Dans ces commandes et inventaires du cabinet intérieur du roi, cette paire de fauteuils est accompagnée d’autres meubles, tels que six chaises, un écran, un fauteuil de bureau, « une grande bergère conforme à celle faite pour Versailles, avec son bout de pied cintré », mais aussi quatre somptueuses consoles semi-circulaires à la ceinture ajourée d’arabesques, les pieds en carquois de flèches enguirlandées de fleurs et couvertes d’un marbre griotte rouge, dont l’une est conservée aujourd'hui au musée du Louvre. Le roi, qui avait conçu son cabinet intérieur proche de son grand appartement, « avait résolu en 1785 de doubler la galerie des Réformés (François Ier) par un bâtiment simple : il disposa ainsi d’un appartement en enfilade : venant du cabinet du conseil, se succédaient la cabinet à la poudre, le cabinet, la bibliothèque, deux petites pièces entresolées ouvrant, l’une sur les lieux à l’Anglaise, l’autre sur l’escalier intérieur qui permettait au souverain de descendre dans ses petits appartements, les deux dernières pièces étant consacrées aux bains … ». A Rambouillet, Saint-Cloud, Compiègne et Fontainebleau, Thierry de la Ville d’Avray conçoit un aménagement harmonieux et cohérent entre ces diverses demeures en faisant appel aux mêmes artisans, pour permettre à la famille royale de ne pas être dépaysée.
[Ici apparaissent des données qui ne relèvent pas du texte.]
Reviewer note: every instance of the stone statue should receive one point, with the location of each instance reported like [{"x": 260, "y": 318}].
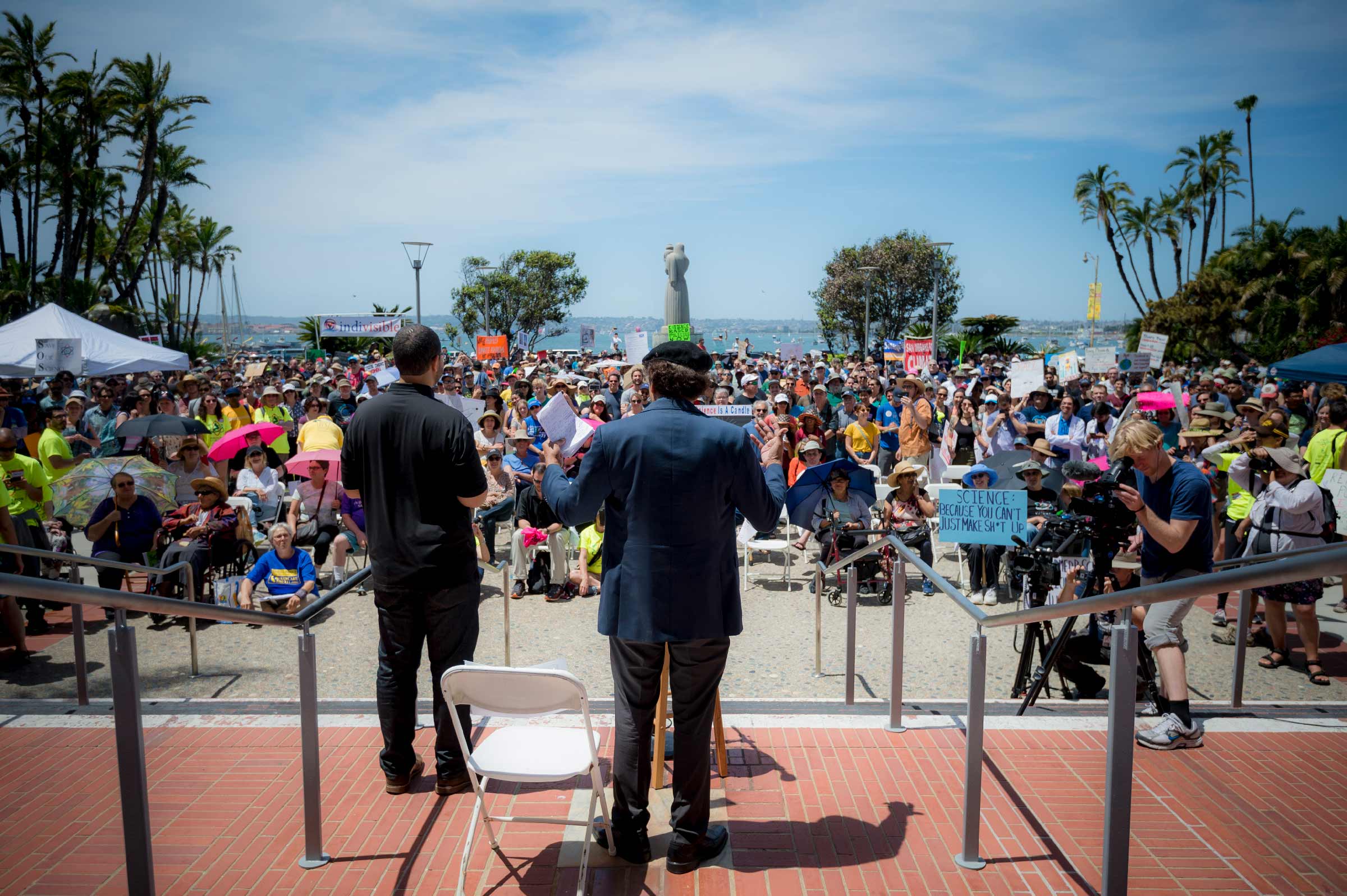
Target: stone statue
[{"x": 675, "y": 290}]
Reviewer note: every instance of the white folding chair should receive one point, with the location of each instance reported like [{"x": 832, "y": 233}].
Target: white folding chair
[
  {"x": 527, "y": 753},
  {"x": 749, "y": 545}
]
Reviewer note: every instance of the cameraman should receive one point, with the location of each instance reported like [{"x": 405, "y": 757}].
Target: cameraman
[
  {"x": 1174, "y": 508},
  {"x": 1288, "y": 514}
]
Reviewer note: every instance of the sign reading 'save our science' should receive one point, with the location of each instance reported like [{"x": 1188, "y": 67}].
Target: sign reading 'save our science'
[
  {"x": 982, "y": 516},
  {"x": 359, "y": 325}
]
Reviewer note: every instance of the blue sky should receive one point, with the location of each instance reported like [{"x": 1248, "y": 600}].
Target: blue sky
[{"x": 763, "y": 136}]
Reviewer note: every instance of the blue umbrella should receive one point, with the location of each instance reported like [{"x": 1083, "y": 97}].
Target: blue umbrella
[{"x": 814, "y": 484}]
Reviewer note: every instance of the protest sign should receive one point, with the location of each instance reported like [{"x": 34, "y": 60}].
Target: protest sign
[
  {"x": 1069, "y": 366},
  {"x": 58, "y": 355},
  {"x": 982, "y": 516},
  {"x": 492, "y": 348},
  {"x": 1135, "y": 363},
  {"x": 917, "y": 355},
  {"x": 359, "y": 325},
  {"x": 638, "y": 347},
  {"x": 1099, "y": 360},
  {"x": 1025, "y": 376},
  {"x": 1153, "y": 344},
  {"x": 1337, "y": 484}
]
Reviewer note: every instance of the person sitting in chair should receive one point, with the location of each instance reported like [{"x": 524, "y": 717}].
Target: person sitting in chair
[
  {"x": 288, "y": 573},
  {"x": 196, "y": 529}
]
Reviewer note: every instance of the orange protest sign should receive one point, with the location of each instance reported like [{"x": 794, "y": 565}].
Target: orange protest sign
[{"x": 492, "y": 347}]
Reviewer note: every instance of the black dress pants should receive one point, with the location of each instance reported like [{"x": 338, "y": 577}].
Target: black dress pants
[
  {"x": 695, "y": 670},
  {"x": 446, "y": 622}
]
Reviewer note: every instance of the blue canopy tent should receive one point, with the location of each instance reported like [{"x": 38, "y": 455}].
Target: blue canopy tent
[{"x": 1327, "y": 364}]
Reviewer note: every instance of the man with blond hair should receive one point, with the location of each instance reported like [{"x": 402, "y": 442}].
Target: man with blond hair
[{"x": 1172, "y": 503}]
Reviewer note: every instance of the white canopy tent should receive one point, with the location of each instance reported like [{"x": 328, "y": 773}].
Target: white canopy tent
[{"x": 104, "y": 351}]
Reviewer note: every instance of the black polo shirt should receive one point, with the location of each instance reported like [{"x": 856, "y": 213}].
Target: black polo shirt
[{"x": 411, "y": 457}]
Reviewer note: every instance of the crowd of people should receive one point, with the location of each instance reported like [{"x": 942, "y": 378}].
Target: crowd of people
[{"x": 908, "y": 426}]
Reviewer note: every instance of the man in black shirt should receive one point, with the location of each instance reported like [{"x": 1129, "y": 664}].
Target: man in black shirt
[{"x": 413, "y": 462}]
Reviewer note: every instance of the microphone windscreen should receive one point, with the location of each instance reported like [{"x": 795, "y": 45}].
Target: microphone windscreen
[{"x": 1082, "y": 471}]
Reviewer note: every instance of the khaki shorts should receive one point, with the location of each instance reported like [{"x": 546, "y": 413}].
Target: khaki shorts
[{"x": 1164, "y": 620}]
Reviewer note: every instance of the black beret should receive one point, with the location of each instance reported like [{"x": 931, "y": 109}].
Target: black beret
[{"x": 682, "y": 353}]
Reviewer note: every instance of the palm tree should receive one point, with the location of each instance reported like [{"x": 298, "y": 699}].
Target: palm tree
[
  {"x": 25, "y": 59},
  {"x": 1144, "y": 222},
  {"x": 145, "y": 108},
  {"x": 1201, "y": 167},
  {"x": 1169, "y": 212},
  {"x": 1098, "y": 193},
  {"x": 1247, "y": 105}
]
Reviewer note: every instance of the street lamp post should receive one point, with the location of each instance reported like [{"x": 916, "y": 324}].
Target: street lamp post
[
  {"x": 935, "y": 306},
  {"x": 422, "y": 251},
  {"x": 869, "y": 273},
  {"x": 487, "y": 297}
]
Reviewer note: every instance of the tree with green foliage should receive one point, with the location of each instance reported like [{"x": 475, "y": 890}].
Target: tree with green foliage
[
  {"x": 900, "y": 291},
  {"x": 531, "y": 291}
]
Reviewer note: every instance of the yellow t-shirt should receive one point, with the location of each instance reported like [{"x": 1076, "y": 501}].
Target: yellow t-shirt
[
  {"x": 863, "y": 437},
  {"x": 52, "y": 444},
  {"x": 280, "y": 415},
  {"x": 1325, "y": 452}
]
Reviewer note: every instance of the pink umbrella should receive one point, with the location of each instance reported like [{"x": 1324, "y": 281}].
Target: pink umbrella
[
  {"x": 300, "y": 464},
  {"x": 233, "y": 441}
]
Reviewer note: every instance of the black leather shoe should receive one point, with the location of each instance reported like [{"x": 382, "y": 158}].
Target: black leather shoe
[
  {"x": 632, "y": 847},
  {"x": 401, "y": 783},
  {"x": 686, "y": 857}
]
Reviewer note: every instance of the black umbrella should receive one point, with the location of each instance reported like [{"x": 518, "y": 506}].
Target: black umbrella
[
  {"x": 161, "y": 425},
  {"x": 1004, "y": 462}
]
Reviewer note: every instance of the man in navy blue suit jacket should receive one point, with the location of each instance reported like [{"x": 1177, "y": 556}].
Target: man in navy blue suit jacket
[{"x": 670, "y": 480}]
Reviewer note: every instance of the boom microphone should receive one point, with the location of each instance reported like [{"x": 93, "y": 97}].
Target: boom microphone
[{"x": 1081, "y": 471}]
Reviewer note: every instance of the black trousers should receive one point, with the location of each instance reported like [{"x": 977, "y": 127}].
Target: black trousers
[
  {"x": 446, "y": 622},
  {"x": 695, "y": 670}
]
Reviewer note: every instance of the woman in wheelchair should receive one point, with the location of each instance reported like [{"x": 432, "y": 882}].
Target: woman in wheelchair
[
  {"x": 906, "y": 514},
  {"x": 290, "y": 575},
  {"x": 199, "y": 530}
]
Il le faisait d’ailleurs reproduire par mimétisme dans ses propres appartements de fonction place Louis XV.
Cette paire de fauteuils est l’une des seules pièces qui subsistent encore de l’ameublement du cabinet intérieur du roi à Fontainebleau. En janvier 1796, tout ce mobilier, comprenant ces fauteuils, est transféré sur coche d’eau de Valvins au pont des Tuileries à Paris. Alors que des centaines de meubles sont acheminés et dispersés, cette paire de fauteuils est installée au palais du Luxembourg lors de son aménagement du début de l’année 1796, avant de perdre leur trace, tout comme le reste des sièges du Cabinet du roi à Fontainebleau. Seule notre paire de fauteuils réapparaîtra sur le marché de l'art presque deux siècles plus tard et sera identifiée par Pierre Verlet.
Ultime et précieux souvenir des dernières grandes politiques de réaménagement des résidences royales à la veille de la Révolution, mais aussi du quotidien du Roi Louis XVI dans son cabinet intérieur au Château de Fontainebleau, cette paire de fauteuils demeure un rare témoignage d’une collaboration miraculeuse entre les deux plus grands maîtres menuisiers de leur temps.